17. Yoksa gökte olan Rabbinizin üzerinize taş yağdıracak şekilde şiddetli bir rüzgar göndermesinden emin misiniz? Azabımı görünce uyarımın nasıl olacağını anlayacaksınız.

18. Daha öncekiler de peygamberleri yalancı saymışlardı, fakat benim onlardan intikamım ne dehşetli olmuştu yani beni inkâr nasılmış gördüler.

19. O inkârcılar, üzerlerinde kanat çırparak uçan kuşlara hiç bakmazlar mı? Onları havada tutan yalnızca Rahman’dır. Gerçek şu ki, O herşeyi gözetiminde bulundurur.
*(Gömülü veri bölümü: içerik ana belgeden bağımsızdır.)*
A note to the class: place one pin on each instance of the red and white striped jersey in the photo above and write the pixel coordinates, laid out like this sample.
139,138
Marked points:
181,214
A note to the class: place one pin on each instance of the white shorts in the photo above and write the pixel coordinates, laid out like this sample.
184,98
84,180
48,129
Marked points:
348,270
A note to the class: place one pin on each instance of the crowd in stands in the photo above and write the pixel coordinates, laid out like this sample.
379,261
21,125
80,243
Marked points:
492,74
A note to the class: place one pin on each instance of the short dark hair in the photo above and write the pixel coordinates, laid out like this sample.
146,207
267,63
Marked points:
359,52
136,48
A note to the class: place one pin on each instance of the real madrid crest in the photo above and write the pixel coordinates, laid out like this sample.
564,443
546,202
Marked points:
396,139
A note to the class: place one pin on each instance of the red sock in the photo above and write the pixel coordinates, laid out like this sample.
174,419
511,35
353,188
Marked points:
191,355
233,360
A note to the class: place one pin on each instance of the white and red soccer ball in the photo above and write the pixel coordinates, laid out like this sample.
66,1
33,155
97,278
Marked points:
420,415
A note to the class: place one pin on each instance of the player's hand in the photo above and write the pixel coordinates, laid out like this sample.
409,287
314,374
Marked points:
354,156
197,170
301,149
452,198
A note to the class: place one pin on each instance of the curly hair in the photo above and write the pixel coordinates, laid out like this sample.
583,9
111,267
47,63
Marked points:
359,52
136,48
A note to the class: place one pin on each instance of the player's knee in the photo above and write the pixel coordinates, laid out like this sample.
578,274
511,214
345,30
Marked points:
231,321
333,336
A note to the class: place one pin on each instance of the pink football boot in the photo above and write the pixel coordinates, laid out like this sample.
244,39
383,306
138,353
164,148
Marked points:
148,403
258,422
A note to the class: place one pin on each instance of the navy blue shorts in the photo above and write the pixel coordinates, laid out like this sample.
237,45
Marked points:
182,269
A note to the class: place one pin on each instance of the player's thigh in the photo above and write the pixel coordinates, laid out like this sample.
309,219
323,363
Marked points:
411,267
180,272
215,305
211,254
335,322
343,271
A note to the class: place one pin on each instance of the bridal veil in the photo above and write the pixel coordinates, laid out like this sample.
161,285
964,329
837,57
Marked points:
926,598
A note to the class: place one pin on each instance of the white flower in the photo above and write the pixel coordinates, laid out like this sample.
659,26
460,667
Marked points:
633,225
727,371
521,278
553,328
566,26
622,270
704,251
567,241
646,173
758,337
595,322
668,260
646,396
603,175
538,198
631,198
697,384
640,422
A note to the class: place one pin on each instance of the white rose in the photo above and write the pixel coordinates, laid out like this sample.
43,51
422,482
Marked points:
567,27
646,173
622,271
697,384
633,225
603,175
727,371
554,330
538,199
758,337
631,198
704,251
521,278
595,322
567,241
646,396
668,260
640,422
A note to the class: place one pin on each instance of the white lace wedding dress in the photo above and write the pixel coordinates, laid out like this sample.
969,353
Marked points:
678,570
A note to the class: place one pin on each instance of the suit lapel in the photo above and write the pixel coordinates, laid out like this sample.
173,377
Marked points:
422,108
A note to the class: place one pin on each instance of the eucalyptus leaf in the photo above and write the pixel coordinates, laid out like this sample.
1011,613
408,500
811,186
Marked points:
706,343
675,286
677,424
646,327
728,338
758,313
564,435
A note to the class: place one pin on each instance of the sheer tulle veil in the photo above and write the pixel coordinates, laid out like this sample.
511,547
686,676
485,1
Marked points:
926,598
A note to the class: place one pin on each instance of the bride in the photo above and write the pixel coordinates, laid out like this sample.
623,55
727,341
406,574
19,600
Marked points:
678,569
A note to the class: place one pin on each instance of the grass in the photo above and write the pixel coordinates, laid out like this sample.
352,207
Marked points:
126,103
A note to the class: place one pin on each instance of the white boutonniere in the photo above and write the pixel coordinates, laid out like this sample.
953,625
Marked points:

20. Rahman’a karşı size yardım edecek olan kimmiş, şu sizin ordunuz mu? Allah’tan gelen gerçekleri örtbas edenler derin bir gaflet ve aldanma içindedirler.

21. Allah, rızkını tutacak olursa size rızk verecek kimdir? Doğrusu onlar azgınlık ve nefret içinde direnmektedirler.

22. Artık yüzüstü sürünerek giden mi daha çok doğru yolu bulur yoksa doğru yolda dümdüz giden mi?

23. "Sizi yaratan ve size kulaklar, gözler, gönüller veren O’dur. Ne kadar az şükrediyorsunuz."

24. De ki. "Sizi yeryüzünde yaratıp çoğaltan O’dur ve yeniden dirildiğinizde O’nun huzuruna toplanacaksınız."

25. "Sizin bu tehdidiniz doğru ise, ne zaman gerçekleşecek?"

26. Onlara de ki ey peygamber! "Onun bilgisi yalnız Allah katındadır. Ben size sadece bir uyarıcıyım."

27. "Sizin aradığınız ve istediğiniz bu idi."

28. "Söyler misiniz, eğer Allah beni ve benimle beraber olanları sizin isteğiniz üzere yok etse veya bize acıyıp ömrümüzü uzatsa, bizler razıyız ama siz kâfirleri o acıklı azaptan kim kurtaracak?"

29. "Bizi kurtaracak olan yalnızca O Rahman olan Allah’tır. Biz O’na iman ettik ve O’na güvenip dayandık. İleride kimin açık bir sapıklık içinde olduğunu bileceksiniz."

30. "Yeraltı ve yer üstündeki tüm sularınız büsbütün çekilip batıp gitse, artık Allah’tan başka size kim su getirebilirdi."